Una línea sutil: servicios vs monedas
La característica clave de la nueva regulación es la clara distinción entre la publicidad de la moneda digital en sí misma y la publicidad de los servicios que ofrecen los participantes regulados del mercado. Promocionar bitcoin con frases como «compren, habrá subida» o promesas de rentabilidad no está permitido — tales declaraciones se consideran tóxicas desde el punto de vista del derecho ruso. También está prohibido posicionar la criptomoneda como medio de pago dentro del país.
La publicidad permitida se refiere exclusivamente a los servicios de organizadores de negociación, brókers, depositarios digitales, casas de cambio y otras entidades previstas por la ley. Pero incluso aquí hay condiciones estrictas: en la publicidad es necesario indicar el nombre del organizador, revelar la fuente de información, advertir sobre los altos riesgos y la posible pérdida total de los fondos. Además, el cliente debe saber de antemano dónde consultar los riesgos y las limitaciones legales relativas a las operaciones con moneda digital.
Un matiz aparte: no se pueden mencionar monedas específicas. Un llamado a abrir una cuenta y comprar bitcoin parecería extremadamente arriesgado. La estrategia segura es hablar del acceso a operaciones con monedas digitales a través de un participante regulado, sin mencionar activos concretos ni hacer promesas de inversión.

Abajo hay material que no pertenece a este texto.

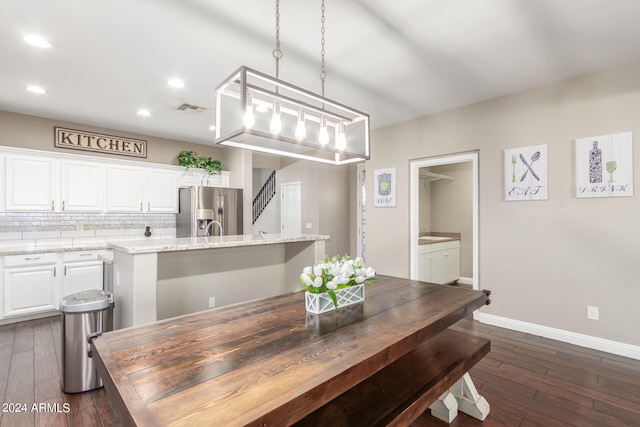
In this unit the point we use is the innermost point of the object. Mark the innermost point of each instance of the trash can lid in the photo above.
(80, 302)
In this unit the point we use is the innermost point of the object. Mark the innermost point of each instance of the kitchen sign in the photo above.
(604, 166)
(89, 141)
(525, 173)
(384, 194)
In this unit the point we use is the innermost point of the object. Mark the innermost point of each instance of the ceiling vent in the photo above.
(191, 108)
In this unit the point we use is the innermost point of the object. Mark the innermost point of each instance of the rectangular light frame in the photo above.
(232, 103)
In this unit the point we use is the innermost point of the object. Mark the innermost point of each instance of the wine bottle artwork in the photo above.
(611, 168)
(595, 164)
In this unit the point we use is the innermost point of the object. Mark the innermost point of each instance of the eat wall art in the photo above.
(604, 166)
(525, 173)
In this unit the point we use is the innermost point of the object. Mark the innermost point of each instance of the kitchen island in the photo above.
(268, 363)
(158, 279)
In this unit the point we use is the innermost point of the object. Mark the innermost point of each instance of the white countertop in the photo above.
(195, 243)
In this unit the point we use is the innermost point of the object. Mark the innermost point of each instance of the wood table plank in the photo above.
(268, 362)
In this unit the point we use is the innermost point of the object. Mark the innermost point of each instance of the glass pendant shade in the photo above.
(301, 128)
(297, 115)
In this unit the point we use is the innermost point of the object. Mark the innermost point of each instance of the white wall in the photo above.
(545, 261)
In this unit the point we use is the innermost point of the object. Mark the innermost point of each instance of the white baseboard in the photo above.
(588, 341)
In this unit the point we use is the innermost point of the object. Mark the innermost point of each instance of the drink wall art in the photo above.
(604, 166)
(525, 173)
(384, 191)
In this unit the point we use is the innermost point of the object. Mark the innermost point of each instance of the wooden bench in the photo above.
(402, 391)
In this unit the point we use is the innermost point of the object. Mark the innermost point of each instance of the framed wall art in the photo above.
(604, 166)
(384, 191)
(525, 173)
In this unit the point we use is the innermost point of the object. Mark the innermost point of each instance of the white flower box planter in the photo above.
(321, 303)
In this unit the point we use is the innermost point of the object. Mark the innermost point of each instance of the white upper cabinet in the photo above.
(31, 183)
(125, 188)
(162, 190)
(82, 186)
(38, 181)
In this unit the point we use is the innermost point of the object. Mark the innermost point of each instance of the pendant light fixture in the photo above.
(258, 112)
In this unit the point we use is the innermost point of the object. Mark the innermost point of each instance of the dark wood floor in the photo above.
(527, 380)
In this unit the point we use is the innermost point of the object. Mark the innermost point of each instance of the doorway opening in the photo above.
(415, 167)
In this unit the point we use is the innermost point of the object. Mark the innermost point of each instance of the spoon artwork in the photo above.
(535, 157)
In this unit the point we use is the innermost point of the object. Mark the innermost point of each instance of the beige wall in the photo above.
(19, 130)
(325, 200)
(545, 261)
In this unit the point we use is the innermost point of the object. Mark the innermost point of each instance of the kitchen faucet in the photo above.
(206, 232)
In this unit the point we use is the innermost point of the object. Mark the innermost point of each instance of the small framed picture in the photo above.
(525, 173)
(384, 192)
(604, 166)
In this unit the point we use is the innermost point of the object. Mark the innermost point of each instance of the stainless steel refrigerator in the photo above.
(209, 211)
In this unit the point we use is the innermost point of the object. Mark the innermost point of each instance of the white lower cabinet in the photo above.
(33, 284)
(30, 284)
(82, 271)
(439, 262)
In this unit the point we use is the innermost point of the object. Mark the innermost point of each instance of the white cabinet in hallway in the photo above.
(30, 284)
(439, 262)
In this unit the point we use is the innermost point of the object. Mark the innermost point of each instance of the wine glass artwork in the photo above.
(611, 167)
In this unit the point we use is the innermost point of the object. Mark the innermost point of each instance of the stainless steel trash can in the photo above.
(85, 315)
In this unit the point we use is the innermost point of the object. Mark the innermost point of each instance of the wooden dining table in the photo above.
(267, 362)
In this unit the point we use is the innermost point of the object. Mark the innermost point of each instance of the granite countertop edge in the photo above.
(196, 243)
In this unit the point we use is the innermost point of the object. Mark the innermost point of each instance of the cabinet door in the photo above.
(124, 188)
(30, 183)
(31, 289)
(162, 191)
(82, 186)
(82, 276)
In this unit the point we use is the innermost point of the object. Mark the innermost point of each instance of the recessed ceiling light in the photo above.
(176, 83)
(36, 89)
(36, 40)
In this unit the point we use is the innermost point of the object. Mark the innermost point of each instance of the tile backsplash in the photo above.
(57, 228)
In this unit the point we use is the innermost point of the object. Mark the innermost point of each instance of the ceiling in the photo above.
(395, 60)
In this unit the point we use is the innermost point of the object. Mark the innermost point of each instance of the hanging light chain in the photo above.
(323, 72)
(277, 52)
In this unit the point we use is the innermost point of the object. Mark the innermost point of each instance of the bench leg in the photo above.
(445, 408)
(469, 401)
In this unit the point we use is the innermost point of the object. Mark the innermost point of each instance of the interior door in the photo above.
(291, 208)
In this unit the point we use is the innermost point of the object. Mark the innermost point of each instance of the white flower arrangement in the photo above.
(335, 273)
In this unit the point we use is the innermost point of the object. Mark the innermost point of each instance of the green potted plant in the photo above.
(191, 159)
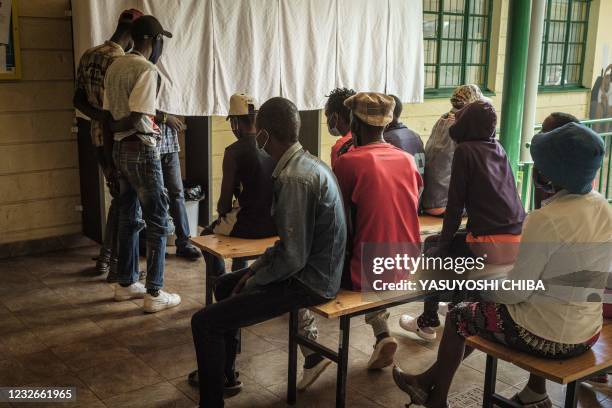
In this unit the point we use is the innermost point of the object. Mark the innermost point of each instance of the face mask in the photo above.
(355, 131)
(333, 130)
(262, 147)
(235, 128)
(158, 46)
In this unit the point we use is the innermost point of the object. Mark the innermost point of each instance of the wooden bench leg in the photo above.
(209, 279)
(571, 395)
(292, 373)
(343, 348)
(490, 379)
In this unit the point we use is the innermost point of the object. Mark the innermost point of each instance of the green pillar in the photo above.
(515, 76)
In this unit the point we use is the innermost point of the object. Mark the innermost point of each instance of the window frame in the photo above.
(440, 14)
(542, 87)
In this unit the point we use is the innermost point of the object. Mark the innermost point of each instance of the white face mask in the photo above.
(262, 147)
(333, 130)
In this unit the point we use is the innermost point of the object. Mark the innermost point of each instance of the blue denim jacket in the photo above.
(309, 216)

Canales de distribución y responsabilidad
La ley de publicidad se aplica independientemente del canal. Un banner en un sitio web, una publicación en Telegram, una integración con un influencer, un video en YouTube, publicidad exterior, una landing page, notificaciones push o envíos por correo electrónico — todo esto está sujeto a regulación. Para sitios web y redes sociales, además, se requiere el etiquetado de publicidad en internet: un identificador y la transmisión de datos a través del operador de datos publicitarios. Para el sector cripto esto es especialmente importante, ya que la violación simultánea tanto de los requisitos especiales como de las reglas de etiquetado suma riesgos.

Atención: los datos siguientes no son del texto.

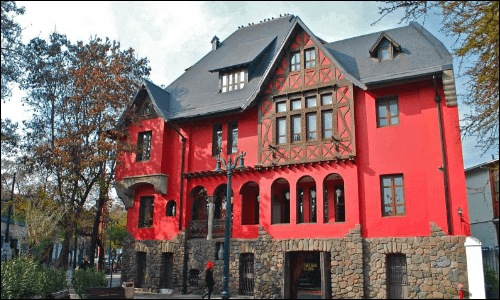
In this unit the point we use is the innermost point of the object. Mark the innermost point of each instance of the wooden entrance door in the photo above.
(167, 270)
(397, 283)
(246, 274)
(141, 270)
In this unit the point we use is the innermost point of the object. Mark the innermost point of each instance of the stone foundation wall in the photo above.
(435, 264)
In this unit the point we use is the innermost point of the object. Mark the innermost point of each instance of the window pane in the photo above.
(281, 107)
(399, 195)
(387, 195)
(326, 99)
(296, 128)
(393, 107)
(384, 53)
(311, 126)
(327, 124)
(296, 104)
(235, 140)
(281, 131)
(382, 110)
(311, 102)
(382, 122)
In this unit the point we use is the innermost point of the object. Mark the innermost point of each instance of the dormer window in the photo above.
(385, 48)
(232, 81)
(385, 54)
(147, 109)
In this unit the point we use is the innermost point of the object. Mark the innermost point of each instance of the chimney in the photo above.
(215, 43)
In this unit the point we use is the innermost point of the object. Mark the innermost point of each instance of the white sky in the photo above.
(175, 35)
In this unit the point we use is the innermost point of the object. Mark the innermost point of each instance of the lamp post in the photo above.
(229, 168)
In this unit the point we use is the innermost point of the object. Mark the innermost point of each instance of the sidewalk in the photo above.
(179, 296)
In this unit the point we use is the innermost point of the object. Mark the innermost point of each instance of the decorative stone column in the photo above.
(210, 217)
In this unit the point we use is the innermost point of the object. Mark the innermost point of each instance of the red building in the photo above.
(352, 177)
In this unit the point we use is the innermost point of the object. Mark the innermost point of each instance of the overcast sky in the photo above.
(175, 35)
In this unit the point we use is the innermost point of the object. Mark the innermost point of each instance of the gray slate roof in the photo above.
(196, 93)
(421, 54)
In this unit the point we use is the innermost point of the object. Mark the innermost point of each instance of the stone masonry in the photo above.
(436, 264)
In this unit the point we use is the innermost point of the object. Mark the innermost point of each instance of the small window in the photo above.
(147, 108)
(296, 104)
(311, 102)
(144, 145)
(326, 99)
(233, 81)
(232, 138)
(311, 126)
(281, 107)
(393, 199)
(146, 210)
(310, 57)
(217, 140)
(327, 124)
(387, 112)
(281, 130)
(171, 208)
(295, 61)
(296, 128)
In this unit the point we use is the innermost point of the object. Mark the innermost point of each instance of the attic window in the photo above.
(232, 81)
(147, 109)
(385, 54)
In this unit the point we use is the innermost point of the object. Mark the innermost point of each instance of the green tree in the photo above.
(474, 24)
(11, 47)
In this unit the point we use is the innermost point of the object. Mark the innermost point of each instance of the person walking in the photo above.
(209, 278)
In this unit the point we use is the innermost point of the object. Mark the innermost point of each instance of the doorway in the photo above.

Es importante entender: un artículo informativo sobre criptomonedas no se convierte en publicidad por sí mismo. Se puede escribir libremente sobre tecnología, regulación, práctica judicial, minería o enfoques internacionales. Los problemas comienzan donde aparece la promoción de una plataforma concreta, un enlace de referido, un llamado a abrir una cuenta o una promesa de ganancias.
Las multas por violar la legislación sobre publicidad están previstas en el artículo 14.3 del Código de Infracciones Administrativas de la Federación Rusa: para ciudadanos — de 2 000 a 2 500 rublos, para funcionarios — de 4 000 a 20 000 rublos, para personas jurídicas — de 100 000 a 500 000 rublos. Por violaciones en publicidad en internet, las sanciones son más altas: la falta de identificador amenaza a los ciudadanos con una multa de 30 000–100 000 rublos, a los funcionarios — de 100 000–200 000 rublos, y a las personas jurídicas — de 200 000–500 000 rublos.

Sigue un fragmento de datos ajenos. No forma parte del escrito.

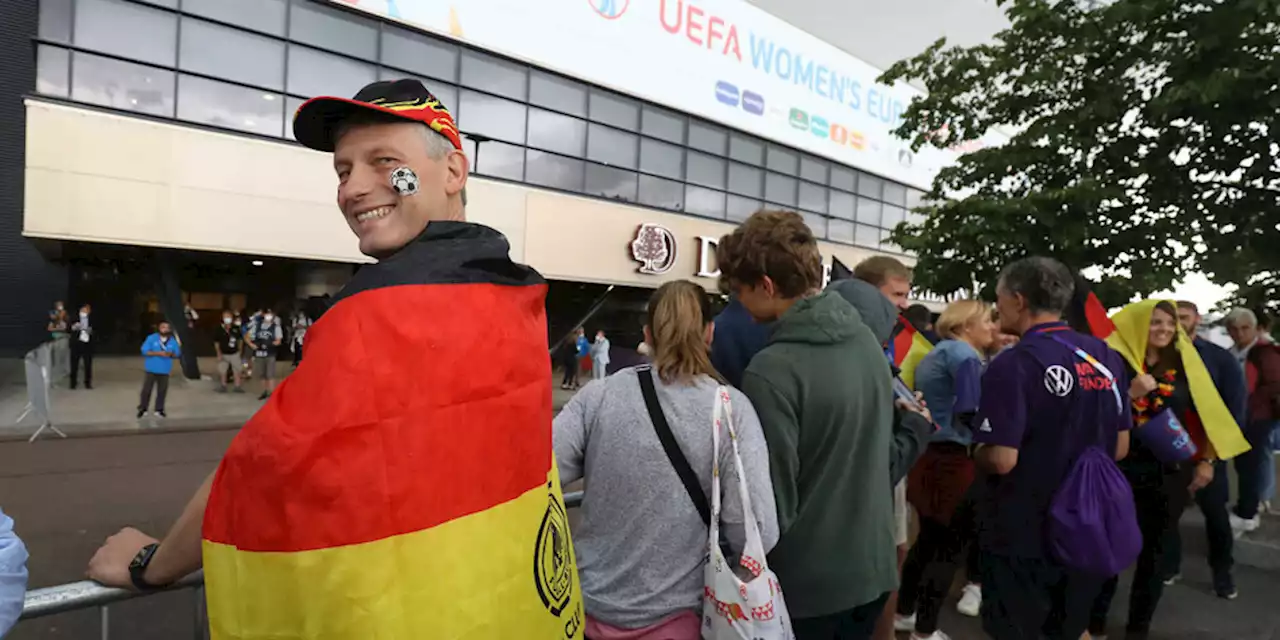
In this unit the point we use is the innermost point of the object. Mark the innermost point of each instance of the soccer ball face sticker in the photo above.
(405, 181)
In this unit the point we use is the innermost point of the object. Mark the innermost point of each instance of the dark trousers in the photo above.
(856, 624)
(1160, 496)
(1249, 467)
(82, 351)
(931, 567)
(1033, 598)
(1217, 526)
(161, 384)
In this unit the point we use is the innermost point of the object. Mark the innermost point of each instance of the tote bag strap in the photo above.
(668, 444)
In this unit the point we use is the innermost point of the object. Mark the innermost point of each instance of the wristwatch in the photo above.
(138, 567)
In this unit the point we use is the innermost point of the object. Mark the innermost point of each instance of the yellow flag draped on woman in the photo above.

Si la publicidad conduce a una actividad sin el estatus necesario, los riesgos van mucho más allá de las multas publicitarias. La nueva regulación prevé responsabilidad por la organización ilegal de la circulación de moneda digital, la aceptación de criptomonedas como pago en casos prohibidos y la minería ilegal. Para ciertos delitos, las multas para personas jurídicas alcanzan 1–2 millones de rublos.
Mi visión de la situación
Esto no es una legalización completa, sino una excepción estrecha a la prohibición anterior. En esencia, al mercado se le ha dado un «escaparate» para servicios legales, pero con una correa muy corta. La publicidad exterior para servicios cripto seguirá siendo un canal incómodo y arriesgado — es extremadamente difícil colocar todas las advertencias obligatorias en un formato breve. Los principales anunciantes, muy probablemente, serán bancos, brókers y grandes grupos financieros: ya tienen cumplimiento normativo, abogados y el hábito de trabajar con el Banco de Rusia. La publicidad se volverá más «bancaria» en tono — tranquila, sin promesas de rentabilidad ni menciones de monedas. Para los pequeños actores cripto, esto significa que la promoción seguirá siendo dominio de quienes estén dispuestos a invertir en el cumplimiento de requisitos, no en creatividades llamativas.